Preservation Work Begins on New York State Pavilion

Few traces remain of the 1964-1965 New York World’s Fair that attracted over 50 million visitors to Flushing Meadows Corona Park in Queens. However, last week the New York Parks Department started work to preserve the New York State Pavilion towers, one of the few standing remnants of the Fair.

The three towers of the pavilion served as observation decks and cafeterias during the Fair. The tallest, standing at 226 feet, offered the highest vantage point to observe the park. Like most of the other pavilions, the New York State Pavilion was slated to be demolished after the Fair’s end. However, the it proved too expensive to tear down the towers. Since then, the space age-era structure has remained largely untouched and has deteriorated significantly.

Previous efforts to preserve the towers failed due to lack of funding, and many had called for the pavilion to be demolished. However, in 2017, the project received $14.25 million from the city and the borough of Queens. Today, the project has a total budget of $24 million. The money will be used to waterproof the base of the towers, replace the stairs, install architectural lighting, and ensure the structural integrity of the towers.

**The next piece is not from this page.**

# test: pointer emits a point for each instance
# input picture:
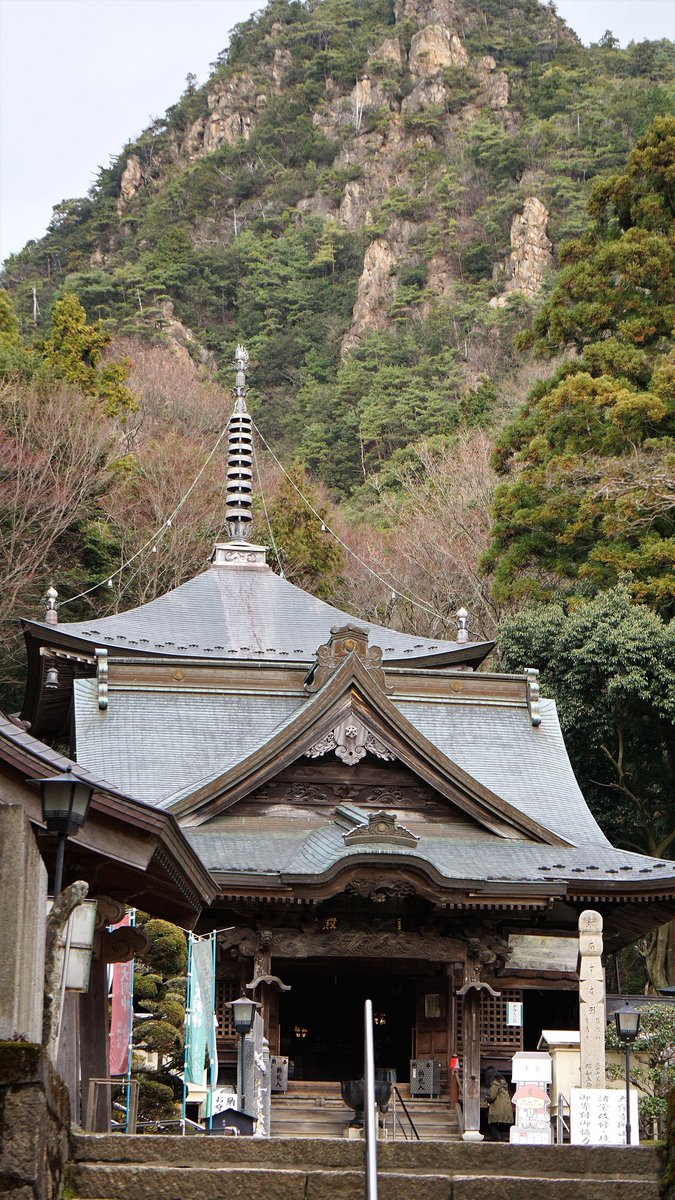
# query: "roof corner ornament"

The project will not make the towers accessible to visitors.

At the groundbreaking ceremony last Friday, Queens Borough President Melina Katz noted the importance of preserving the towers. “This work will enable future generations to continue to enjoy the Pavilion’s distinctive Space Age architecture and be reminded about the important role the 1964-65 World’s Fair played in Queens history,” she said.

The project is expected to be completed in March 2021.